Objective Intraductal papillary mucinous neoplasms (IPMNs) are precursor lesions that can give rise to invasive pancreatic carcinoma. Although approximately 8% of patients with resected pancreatic ductal adenocarcinoma have a co-occurring IPMN, the precise genetic relationship between these two lesions has not been systematically investigated.
Design We analysed all available patients with co-occurring IPMN and invasive intrapancreatic carcinoma over a 10-year period at a single institution. For each patient, we separately isolated DNA from the carcinoma, adjacent IPMN and distant IPMN and performed targeted next generation sequencing of a panel of pancreatic cancer driver genes. We then used the identified mutations to infer the relatedness of the IPMN and co-occurring invasive carcinoma in each patient.

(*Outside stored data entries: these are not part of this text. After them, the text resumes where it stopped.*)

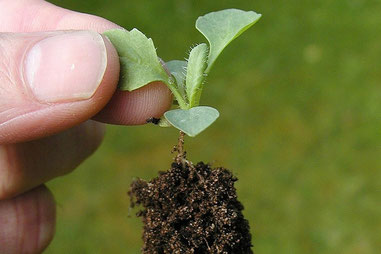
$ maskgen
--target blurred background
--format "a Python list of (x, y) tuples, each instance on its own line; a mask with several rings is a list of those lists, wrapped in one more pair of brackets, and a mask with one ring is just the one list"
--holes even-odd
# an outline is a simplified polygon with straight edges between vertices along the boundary
[[(381, 3), (377, 0), (55, 0), (153, 38), (164, 60), (204, 42), (200, 15), (262, 19), (220, 56), (202, 103), (221, 117), (186, 139), (189, 158), (231, 169), (256, 253), (381, 250)], [(49, 183), (57, 235), (46, 253), (140, 253), (126, 192), (170, 166), (178, 132), (109, 126), (78, 170)], [(131, 215), (129, 217), (129, 214)]]

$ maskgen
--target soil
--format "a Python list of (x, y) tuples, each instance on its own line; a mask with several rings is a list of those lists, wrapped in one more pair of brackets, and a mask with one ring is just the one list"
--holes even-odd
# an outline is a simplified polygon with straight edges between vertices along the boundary
[(160, 118), (150, 117), (146, 120), (146, 123), (153, 123), (154, 125), (158, 125), (160, 123)]
[(131, 205), (142, 206), (137, 213), (144, 223), (142, 253), (253, 253), (234, 188), (237, 178), (225, 168), (193, 165), (182, 142), (171, 169), (131, 185)]

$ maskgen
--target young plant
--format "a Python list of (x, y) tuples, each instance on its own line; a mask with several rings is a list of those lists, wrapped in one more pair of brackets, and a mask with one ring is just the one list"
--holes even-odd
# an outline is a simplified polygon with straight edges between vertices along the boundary
[(223, 49), (249, 27), (260, 14), (253, 11), (227, 9), (201, 16), (196, 28), (208, 40), (191, 49), (186, 61), (164, 63), (156, 54), (151, 38), (137, 29), (114, 29), (104, 34), (118, 51), (121, 63), (119, 89), (133, 91), (153, 81), (162, 81), (172, 91), (180, 107), (165, 112), (160, 126), (173, 126), (194, 137), (209, 127), (219, 112), (200, 106), (205, 78)]

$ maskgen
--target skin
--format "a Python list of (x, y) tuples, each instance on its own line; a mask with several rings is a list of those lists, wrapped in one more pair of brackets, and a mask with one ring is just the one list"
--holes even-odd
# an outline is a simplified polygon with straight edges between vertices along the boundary
[(55, 231), (55, 202), (44, 183), (70, 173), (98, 148), (101, 122), (143, 124), (160, 117), (172, 95), (161, 83), (117, 91), (118, 56), (103, 38), (107, 66), (94, 94), (41, 103), (22, 89), (25, 80), (16, 63), (23, 52), (47, 31), (102, 33), (119, 26), (42, 0), (0, 0), (0, 17), (0, 55), (9, 56), (0, 57), (0, 253), (41, 253)]

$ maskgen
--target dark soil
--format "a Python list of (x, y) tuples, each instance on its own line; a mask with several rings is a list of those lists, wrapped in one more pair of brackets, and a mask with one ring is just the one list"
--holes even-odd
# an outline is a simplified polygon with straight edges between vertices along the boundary
[(237, 178), (225, 168), (184, 161), (131, 185), (132, 206), (143, 206), (137, 214), (144, 223), (142, 253), (253, 253)]

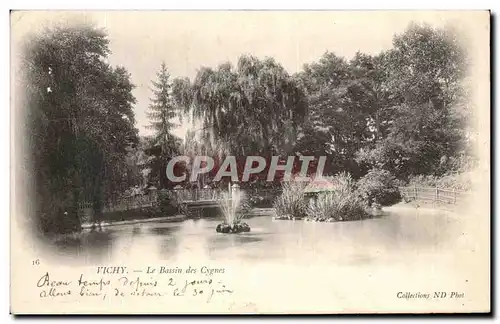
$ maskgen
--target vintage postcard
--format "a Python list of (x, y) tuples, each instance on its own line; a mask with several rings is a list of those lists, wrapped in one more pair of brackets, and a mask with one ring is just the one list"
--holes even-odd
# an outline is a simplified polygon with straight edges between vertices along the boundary
[(489, 11), (12, 11), (13, 314), (485, 313)]

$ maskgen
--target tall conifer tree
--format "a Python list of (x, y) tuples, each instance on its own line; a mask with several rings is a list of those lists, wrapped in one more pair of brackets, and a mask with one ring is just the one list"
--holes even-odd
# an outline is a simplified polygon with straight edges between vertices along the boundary
[(161, 64), (160, 71), (156, 74), (157, 80), (152, 81), (153, 98), (150, 99), (148, 129), (153, 130), (151, 144), (158, 148), (153, 161), (152, 169), (158, 175), (160, 188), (167, 186), (165, 168), (168, 160), (175, 155), (178, 148), (178, 138), (172, 134), (177, 126), (173, 119), (177, 116), (177, 109), (172, 98), (172, 84), (170, 73), (165, 65)]

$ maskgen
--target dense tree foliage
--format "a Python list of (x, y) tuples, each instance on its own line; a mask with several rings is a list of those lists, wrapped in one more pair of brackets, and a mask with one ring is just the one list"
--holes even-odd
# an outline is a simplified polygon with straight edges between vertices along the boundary
[[(386, 84), (396, 98), (388, 132), (358, 161), (407, 179), (441, 175), (466, 148), (466, 56), (452, 30), (411, 25), (388, 51)], [(467, 108), (465, 108), (467, 109)]]
[(469, 162), (466, 66), (453, 30), (412, 24), (377, 55), (327, 52), (296, 75), (242, 56), (178, 80), (174, 96), (231, 154), (326, 155), (328, 173), (408, 179)]
[[(125, 156), (138, 140), (135, 98), (129, 74), (110, 66), (108, 54), (106, 35), (87, 26), (46, 30), (24, 50), (34, 216), (45, 230), (71, 230), (78, 202), (92, 201), (99, 213), (128, 185)], [(68, 222), (54, 224), (64, 211)]]

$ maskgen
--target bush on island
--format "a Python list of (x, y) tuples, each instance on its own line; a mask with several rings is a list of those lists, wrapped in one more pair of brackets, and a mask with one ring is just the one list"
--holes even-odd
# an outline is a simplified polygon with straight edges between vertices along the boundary
[(348, 173), (332, 178), (335, 189), (318, 193), (309, 201), (307, 220), (335, 222), (359, 220), (369, 217), (363, 201), (356, 193), (355, 182)]
[(357, 192), (369, 207), (391, 206), (401, 201), (398, 181), (386, 170), (370, 170), (358, 181)]

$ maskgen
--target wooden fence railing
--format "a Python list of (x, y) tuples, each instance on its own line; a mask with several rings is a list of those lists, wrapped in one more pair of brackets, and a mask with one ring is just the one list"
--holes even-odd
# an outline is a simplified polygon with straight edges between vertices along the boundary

Results We analysed co-occurring IPMN and invasive carcinoma from 61 patients with IPMN/ductal adenocarcinoma as well as 13 patients with IPMN/colloid carcinoma and 7 patients with IPMN/carcinoma of the ampullary region. Of the patients with co-occurring IPMN and ductal adenocarcinoma, 51% were likely related. Surprisingly, 18% of co-occurring IPMN and ductal adenocarcinomas were likely independent, suggesting that the carcinoma arose from an independent precursor. By contrast, all colloid carcinomas were likely related to their associated IPMNs. In addition, these analyses showed striking genetic heterogeneity in IPMNs, even with respect to well-characterised driver genes.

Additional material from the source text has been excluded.